L'histoire :
Bonie, jeune singe de la tribu des Bononos, est atteinte du virus de Zarako (enlevez une voyelle et vous aurez compris). Ce virus terrible pousse ses victimes à proférer sans cesse des vérités toutes faites, qui irritent leurs congénères. Pour guérir Bonie, son père Badin n'a qu'une solution : l'emmener manger l'écorce du Vénéré Bonzaï, de l'autre coté de l'ile. La traversée de Badin et Bonie va leur permettre de croiser tout ce que ce territoire compte de groupes d'influence dans leurs villages autonomes. Ils vont rencontrer successivement les bonobabos, tribu libertaire tiraillée entre la tolérance extrême et la ghettoisation, les vallées de fous et Horror city, où sévissent des milices érigeant l'intolérance en mode de vie. Pendant ce temps, Selo, jeune amie de Bonie, cherche également à atteindre le Vénéré Bonzaï par l'autre coté de l'île, en compagnie d'un loup. Elle aussi va croiser des villages symboles de cette société désespérante : la Fabrique de la Rumeur où se créent les plus improbables ragots, puis Fric City et Radicale Toundra, respectivement symboles du pouvoir de l'argent, et de la révolution guévariste (les ânes y portent un béret orné d'une étoile rouge). Les références au monde politique actuel se succèdent, dessinant à trait appuyé les turpitudes qui traversent la société française et ses représentants les plus caricaturaux.

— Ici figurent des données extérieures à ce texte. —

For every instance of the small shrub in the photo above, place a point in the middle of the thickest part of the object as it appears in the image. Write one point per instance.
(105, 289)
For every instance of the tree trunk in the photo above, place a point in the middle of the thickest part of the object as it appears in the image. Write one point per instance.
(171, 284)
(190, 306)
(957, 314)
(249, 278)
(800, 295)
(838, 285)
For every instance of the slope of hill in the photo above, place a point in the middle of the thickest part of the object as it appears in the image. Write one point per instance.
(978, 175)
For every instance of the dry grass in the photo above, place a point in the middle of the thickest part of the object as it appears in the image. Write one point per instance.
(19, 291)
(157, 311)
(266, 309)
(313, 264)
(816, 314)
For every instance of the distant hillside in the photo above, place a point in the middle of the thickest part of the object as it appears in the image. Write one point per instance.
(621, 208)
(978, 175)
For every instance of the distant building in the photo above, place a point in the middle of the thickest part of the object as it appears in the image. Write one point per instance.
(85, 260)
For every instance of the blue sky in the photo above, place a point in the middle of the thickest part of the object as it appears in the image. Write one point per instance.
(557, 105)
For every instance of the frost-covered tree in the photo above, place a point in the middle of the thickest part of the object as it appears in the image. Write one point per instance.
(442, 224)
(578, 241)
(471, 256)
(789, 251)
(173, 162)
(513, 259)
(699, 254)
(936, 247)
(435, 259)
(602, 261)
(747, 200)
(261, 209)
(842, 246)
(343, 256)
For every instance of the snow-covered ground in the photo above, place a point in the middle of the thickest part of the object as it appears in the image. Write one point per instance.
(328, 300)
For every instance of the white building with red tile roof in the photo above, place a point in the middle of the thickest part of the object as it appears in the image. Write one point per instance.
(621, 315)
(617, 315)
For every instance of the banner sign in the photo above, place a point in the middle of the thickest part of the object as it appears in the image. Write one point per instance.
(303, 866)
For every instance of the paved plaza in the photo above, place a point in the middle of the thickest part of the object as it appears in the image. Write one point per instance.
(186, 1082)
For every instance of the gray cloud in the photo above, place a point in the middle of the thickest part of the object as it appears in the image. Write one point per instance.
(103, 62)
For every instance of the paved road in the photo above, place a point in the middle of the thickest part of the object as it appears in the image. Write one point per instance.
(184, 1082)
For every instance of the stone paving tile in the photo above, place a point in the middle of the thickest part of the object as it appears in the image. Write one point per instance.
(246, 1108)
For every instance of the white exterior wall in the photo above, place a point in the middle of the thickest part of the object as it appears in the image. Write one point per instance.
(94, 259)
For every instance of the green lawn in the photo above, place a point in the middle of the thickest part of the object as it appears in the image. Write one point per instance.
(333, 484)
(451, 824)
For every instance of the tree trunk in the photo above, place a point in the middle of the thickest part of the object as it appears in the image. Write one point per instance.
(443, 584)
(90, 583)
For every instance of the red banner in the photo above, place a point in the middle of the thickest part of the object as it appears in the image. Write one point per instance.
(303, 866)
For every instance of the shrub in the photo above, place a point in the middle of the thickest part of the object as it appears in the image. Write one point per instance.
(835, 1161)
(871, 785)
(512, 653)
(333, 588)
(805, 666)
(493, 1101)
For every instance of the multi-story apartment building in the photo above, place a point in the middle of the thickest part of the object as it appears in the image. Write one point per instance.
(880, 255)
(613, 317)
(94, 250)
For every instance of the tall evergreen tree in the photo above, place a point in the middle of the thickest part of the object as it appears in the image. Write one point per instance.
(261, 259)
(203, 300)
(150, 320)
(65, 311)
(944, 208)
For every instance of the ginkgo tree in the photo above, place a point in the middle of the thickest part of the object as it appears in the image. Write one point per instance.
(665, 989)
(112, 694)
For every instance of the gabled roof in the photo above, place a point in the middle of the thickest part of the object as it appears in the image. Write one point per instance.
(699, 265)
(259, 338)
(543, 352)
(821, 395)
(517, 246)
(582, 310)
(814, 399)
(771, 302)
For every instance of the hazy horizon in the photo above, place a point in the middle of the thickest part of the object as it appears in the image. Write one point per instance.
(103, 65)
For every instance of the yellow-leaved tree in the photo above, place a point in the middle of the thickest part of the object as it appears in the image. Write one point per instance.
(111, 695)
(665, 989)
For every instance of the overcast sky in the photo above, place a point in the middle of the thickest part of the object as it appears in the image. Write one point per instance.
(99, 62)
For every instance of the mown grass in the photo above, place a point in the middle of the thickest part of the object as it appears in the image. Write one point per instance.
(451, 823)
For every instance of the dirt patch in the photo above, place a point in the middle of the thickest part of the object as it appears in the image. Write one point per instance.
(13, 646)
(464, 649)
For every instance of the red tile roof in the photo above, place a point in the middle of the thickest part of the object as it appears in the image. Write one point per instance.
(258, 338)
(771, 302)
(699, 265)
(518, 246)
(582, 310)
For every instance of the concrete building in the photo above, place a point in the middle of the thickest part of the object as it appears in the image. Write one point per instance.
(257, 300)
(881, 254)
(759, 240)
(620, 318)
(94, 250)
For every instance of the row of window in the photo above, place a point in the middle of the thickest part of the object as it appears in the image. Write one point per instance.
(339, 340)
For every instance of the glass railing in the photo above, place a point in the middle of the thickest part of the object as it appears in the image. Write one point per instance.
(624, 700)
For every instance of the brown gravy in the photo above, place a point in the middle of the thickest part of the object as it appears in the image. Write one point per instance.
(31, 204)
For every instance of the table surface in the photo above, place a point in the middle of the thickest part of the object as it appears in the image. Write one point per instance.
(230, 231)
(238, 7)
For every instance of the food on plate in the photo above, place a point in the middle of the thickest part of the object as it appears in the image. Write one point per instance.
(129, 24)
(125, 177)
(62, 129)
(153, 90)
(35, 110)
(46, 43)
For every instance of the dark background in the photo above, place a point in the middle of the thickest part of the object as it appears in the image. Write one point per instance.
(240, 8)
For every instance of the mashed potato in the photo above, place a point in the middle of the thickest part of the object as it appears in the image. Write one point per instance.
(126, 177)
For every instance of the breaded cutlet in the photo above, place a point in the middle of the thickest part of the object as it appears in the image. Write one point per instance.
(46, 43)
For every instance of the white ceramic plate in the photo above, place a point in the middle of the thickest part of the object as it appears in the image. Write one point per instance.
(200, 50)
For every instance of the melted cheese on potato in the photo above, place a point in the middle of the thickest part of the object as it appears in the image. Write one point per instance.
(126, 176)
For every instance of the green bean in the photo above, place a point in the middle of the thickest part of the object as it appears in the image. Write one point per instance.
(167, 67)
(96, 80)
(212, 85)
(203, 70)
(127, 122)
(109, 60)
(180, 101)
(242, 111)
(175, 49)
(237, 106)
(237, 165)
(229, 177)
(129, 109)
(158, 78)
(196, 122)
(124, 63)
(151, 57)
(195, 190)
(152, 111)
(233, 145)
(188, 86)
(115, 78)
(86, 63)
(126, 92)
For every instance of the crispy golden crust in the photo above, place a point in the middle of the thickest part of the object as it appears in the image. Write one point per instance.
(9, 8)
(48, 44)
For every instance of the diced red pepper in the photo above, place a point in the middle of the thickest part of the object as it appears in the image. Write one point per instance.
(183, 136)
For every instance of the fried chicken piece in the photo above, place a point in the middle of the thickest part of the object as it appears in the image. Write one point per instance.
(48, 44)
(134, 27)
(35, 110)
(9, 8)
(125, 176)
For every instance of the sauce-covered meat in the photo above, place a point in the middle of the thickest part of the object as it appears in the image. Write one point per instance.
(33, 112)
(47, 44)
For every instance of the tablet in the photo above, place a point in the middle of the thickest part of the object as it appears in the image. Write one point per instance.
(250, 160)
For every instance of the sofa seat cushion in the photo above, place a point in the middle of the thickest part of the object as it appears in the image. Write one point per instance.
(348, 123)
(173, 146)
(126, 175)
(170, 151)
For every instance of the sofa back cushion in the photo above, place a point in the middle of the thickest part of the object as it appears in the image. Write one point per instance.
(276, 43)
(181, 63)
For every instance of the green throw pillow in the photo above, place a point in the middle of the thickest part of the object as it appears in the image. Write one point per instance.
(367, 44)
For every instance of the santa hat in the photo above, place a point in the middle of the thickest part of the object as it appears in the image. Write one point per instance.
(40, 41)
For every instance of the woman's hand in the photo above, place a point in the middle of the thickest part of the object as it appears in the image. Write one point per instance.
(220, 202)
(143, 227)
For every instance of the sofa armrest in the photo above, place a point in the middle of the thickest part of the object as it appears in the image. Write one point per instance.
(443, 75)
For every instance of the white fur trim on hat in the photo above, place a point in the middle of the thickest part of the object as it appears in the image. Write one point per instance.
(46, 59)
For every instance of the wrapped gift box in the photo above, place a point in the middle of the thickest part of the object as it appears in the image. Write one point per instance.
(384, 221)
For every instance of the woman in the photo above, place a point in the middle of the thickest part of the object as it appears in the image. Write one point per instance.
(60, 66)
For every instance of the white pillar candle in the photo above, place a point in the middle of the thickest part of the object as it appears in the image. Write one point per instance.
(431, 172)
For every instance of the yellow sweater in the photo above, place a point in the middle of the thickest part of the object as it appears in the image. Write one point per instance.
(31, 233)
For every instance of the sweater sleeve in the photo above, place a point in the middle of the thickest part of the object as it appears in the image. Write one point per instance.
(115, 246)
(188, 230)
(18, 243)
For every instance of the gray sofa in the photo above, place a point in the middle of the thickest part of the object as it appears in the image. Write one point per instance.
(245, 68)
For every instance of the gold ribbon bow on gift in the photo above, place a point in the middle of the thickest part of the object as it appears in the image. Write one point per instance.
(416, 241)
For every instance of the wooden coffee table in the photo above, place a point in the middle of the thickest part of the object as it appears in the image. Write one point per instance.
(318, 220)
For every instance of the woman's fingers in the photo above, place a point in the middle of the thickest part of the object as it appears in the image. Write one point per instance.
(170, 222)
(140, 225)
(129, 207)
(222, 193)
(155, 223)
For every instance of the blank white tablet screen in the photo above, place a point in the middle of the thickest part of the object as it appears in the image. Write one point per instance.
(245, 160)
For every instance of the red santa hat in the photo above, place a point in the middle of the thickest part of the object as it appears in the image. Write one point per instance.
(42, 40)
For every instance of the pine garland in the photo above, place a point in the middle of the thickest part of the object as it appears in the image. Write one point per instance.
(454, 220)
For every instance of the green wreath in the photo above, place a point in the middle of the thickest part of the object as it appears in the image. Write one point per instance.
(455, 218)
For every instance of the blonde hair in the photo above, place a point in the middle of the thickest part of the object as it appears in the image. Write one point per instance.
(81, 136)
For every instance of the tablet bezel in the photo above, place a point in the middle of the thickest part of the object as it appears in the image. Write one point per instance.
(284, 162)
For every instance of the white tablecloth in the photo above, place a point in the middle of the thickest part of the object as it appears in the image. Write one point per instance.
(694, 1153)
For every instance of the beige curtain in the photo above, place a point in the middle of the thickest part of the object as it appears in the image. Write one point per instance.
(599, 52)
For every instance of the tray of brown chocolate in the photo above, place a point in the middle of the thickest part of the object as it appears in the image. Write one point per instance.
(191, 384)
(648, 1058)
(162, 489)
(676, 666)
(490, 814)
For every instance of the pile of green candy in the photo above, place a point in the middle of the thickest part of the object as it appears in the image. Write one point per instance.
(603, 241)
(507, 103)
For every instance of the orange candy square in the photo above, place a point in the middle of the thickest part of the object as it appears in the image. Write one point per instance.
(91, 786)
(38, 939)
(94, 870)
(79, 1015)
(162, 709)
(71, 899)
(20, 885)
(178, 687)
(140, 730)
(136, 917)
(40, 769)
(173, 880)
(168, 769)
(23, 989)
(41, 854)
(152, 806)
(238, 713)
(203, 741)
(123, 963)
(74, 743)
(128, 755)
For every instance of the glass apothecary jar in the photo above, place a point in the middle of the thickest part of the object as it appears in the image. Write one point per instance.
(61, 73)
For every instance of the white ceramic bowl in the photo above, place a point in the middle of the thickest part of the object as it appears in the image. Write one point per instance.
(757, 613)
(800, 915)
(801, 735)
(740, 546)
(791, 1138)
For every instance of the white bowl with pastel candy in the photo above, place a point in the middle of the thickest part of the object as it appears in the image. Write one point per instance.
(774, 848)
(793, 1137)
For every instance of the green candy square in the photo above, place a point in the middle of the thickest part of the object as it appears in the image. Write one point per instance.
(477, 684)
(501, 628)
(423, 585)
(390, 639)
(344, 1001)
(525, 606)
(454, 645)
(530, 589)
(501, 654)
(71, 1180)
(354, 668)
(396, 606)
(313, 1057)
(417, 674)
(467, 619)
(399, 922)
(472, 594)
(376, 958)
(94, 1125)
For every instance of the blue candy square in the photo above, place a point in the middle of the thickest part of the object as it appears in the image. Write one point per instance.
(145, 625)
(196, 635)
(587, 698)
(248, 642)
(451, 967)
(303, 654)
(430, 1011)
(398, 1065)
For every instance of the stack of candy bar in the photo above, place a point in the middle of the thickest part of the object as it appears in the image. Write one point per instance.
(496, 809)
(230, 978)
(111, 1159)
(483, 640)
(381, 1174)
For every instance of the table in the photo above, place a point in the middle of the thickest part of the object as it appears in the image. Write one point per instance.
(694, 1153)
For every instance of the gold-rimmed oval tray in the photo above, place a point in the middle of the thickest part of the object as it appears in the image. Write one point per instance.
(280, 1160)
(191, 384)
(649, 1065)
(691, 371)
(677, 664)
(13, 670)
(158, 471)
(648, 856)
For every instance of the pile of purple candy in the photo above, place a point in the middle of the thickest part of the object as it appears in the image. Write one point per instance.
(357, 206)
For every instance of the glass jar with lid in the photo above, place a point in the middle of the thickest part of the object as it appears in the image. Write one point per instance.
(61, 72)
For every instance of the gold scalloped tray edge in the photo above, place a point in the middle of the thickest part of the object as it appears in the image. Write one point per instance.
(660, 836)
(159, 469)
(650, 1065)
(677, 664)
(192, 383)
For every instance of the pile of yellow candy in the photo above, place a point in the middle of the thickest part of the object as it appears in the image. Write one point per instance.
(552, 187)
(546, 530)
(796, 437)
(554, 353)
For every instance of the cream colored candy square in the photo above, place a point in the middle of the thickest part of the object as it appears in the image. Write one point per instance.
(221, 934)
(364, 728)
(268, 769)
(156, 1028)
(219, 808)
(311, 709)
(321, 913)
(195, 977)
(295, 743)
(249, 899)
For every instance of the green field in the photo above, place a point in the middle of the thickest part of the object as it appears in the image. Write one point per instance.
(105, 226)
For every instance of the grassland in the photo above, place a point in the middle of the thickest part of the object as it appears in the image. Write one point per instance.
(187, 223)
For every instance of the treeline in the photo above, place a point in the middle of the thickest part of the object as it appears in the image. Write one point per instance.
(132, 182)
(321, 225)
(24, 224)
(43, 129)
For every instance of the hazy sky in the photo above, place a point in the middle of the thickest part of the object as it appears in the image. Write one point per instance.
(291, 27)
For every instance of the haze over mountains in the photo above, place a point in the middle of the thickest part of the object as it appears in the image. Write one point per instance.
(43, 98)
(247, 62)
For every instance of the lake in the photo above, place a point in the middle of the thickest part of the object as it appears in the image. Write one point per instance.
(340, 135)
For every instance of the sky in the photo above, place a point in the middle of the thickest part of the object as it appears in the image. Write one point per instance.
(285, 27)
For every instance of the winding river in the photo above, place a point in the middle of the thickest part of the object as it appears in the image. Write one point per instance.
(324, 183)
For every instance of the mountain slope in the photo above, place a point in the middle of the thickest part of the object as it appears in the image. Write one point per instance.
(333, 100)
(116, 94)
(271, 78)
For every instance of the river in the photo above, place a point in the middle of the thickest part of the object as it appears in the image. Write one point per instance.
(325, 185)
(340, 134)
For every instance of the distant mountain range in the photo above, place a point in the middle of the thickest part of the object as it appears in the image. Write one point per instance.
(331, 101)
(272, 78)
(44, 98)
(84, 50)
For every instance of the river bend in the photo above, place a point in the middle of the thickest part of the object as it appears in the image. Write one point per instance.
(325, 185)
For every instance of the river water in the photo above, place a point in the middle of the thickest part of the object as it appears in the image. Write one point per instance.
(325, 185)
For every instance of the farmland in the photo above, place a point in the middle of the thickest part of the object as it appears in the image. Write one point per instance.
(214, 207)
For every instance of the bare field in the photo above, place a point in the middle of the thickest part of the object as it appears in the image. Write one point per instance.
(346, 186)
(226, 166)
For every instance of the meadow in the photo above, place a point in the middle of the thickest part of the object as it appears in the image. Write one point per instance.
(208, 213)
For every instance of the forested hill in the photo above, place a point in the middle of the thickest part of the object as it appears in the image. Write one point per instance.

Ce qu'on en pense sur la planète BD :
Surfant sur la vague très rémunératrice des albums BD de satire politique, La Pire Espèce est loin de se situer en modèle du genre. Exception faite du jeu qui consiste à reconnaître, dans chaque situation ou chaque personnage, une caricature du quotidien politique qui nous englobe, l'album est une suite de poncifs plutôt édifiants. Les positions contradictoires de l'extrême gauche, le manque de scrupules de la presse à scandales, les dangers du net, la cupidité des banquiers, l'intolérance raciale et religieuse, rien ne nous est épargné dans cette critique exhaustive. Le fil rouge de l'intrigue est constitué des citations de Bonie, tour à tour profondes ou choquantes, et dûment restituées à leurs auteurs dans le lexique en fin d'album. Mais que reste-t-il au lecteur une fois qu'il a compris que le chanteur plein de bons sentiments à deux balles n'est autre que Cali ? Et une fois qu'on a reconnu Cali, que doit-on faire sinon tourner les pages en attendant la prochaine allusion à un parti politique, à un spectacle de Dieudonné, à la fortune dilapidée de l'héritière de l'empire l'Oréal, aux ravages provoqués par l'extrême droite dans Horror City. On devine la volonté de mettre de vraies références derrière l'humour potache des pages (probablement quelques noms cachés nous échappent-ils encore). Mais à vouloir trop en mettre, ils n'esquissent que des piques superficielles. Il ne suffit visiblement pas de rassembler deux personnalités comme Agathe André (ex-reporter à Charlie Hebdo) et Richard Malka (avocat et auteur de scénarios « sérieux » de BD) pour réussir un album drôle, malgré l'apport du dessinateur Ptiluc. La lecture de cet épais recueil de 90 pages est en effet laborieuse et parfois confuse. La sensation de vouloir absolument arroser toutes les tendances politiques finit par user le lecteur, par ailleurs moyennement amusé par certains noms de partis politiques, dignes d'une cour d'école primaire (Union Majoritaire des Porcs ou Nouveau Parti des Anes).